Aku sangat menyukai kegiatan baruku meski aku jarang berbincang dengan teman-teman lain selain Nabilah dan Kirana. Aku tidak memperhatikan kegiatan apa yang dilaksanakan oleh ekstrakurikuler Pramuka.

“Eh Li, Nab, akhir pekan depan anak Pramuka mau ngadain kemah pelantikan. Nah, PMR diminta ikut kemahnya buat jadi divisi Pertolongan Pertama.” Celetuk Kirana tiba-tiba. Kirana memang berada di bidang Humas PMR, sehingga paham dengan kegiatan-kegiatan yang akan dilakukan bersama dengan ekstrakurikuler lain.

“Oh ya? Asik dong! Cowok-cowok di Pramuka ganteng-ganteng loh Li.” kata Nabilah bersemangat.

Aku hanya tersenyum menanggapi Nabilah, “Yee, cowok mulu pikiranmu Nab.” Kata Kirana bergurau.

“Berapa hari Ki kemahnya?” tanyaku kepada Kirana

“Tiga hari, Li. Pertemuan besok kita bakal ada rapat sama panitia dari Pramuka.” Kirana menjelaskan.

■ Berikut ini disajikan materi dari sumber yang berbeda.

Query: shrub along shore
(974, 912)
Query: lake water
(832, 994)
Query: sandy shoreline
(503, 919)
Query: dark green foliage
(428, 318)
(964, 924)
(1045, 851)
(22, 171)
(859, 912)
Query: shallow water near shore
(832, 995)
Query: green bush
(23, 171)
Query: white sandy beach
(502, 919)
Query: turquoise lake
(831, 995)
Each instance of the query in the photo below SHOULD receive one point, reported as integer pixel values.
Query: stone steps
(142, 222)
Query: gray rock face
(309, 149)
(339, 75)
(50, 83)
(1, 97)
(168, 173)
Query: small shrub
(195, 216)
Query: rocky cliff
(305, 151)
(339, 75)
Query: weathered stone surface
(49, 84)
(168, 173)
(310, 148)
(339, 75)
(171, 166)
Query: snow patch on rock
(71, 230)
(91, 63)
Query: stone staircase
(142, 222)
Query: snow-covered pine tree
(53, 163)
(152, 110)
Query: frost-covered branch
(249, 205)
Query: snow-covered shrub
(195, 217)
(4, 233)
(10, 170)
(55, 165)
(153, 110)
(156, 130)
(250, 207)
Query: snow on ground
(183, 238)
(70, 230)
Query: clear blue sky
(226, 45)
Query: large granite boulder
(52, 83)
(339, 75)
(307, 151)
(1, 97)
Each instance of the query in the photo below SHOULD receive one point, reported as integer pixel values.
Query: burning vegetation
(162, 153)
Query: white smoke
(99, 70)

Hari pemberangkatan kemah pun tiba, kami berangkat setelah dilepas oleh kepala sekolah. Peserta dan panitia kemah mulai menaiki bus yang akan membawa kami ke lokasi bumi perkemahan. Perjalanan membutuhkan waktu 1,5 jam. Aku, Nabilah, dan Kirana duduk di kursi paling belakang. Sepanjang perjalanan, para peserta kemah bernyanyi bersama-sama.

“Rajin, terampil dan gembira

Senantiasa praja muda karana

Sopan dan tak kenal rasa sombong

Bersahaja, setia, suka menolong

Ya ya ya ya, itulah pramuka

Pramuka sejati

Sejati kata dan perilakunya

Ya ya ya ya, itulah pramuka

Pramuka sejati

Sejati kata dan perilakunya”

Aku melihat kearah jendela. Menikmati pemandangan hijau yang terdampar di depan mata. Sawah-sawah tersusun rapi bertingkat, terasering, agar tak mudah longsor. Sayur mayur yang ditanam tumbuh dengan subur. Sungguh pemandangan yang indah. Jarang sekali aku melihat pemandangan seperti ini.

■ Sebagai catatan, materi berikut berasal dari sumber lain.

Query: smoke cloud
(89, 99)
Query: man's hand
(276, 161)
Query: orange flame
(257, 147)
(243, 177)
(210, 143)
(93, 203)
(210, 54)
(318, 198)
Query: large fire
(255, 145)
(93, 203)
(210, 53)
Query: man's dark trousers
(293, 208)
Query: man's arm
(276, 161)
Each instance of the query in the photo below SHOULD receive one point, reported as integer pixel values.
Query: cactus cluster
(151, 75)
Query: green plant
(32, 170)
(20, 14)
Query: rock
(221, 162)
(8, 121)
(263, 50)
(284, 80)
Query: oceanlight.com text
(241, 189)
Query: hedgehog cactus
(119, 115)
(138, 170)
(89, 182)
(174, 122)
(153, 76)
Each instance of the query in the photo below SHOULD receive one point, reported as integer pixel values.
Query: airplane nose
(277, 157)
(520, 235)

“Ki, ini rundown untuk acara kemah yaa. Tolong dibagikan ke tim PMR.” Kata seseorang dengan suara bariton. Aku menoleh ke arah Kirana, di depannya seorang laki-laki dengan tinggi kira-kira 177 cm berdiri bersandar di kursi penumpang untuk menjaga keseimbangan, tangan kanannya menyerahkan tumpukkan kertas ke Kirana.

“Oh, Oke. Thanks ya.” Kata Kirana singkat.

“Oiya, nanti malam setelah semua acara selesai, Tim PMR ikut evaluasi sekalian briefing terakhir untuk acara Jelajah.” Kata lelaki bersuara bariton itu.

Kirana mengangguk paham, kemudian lelaki itu berjalan perlahan kedepan, kembali ketempat duduknya.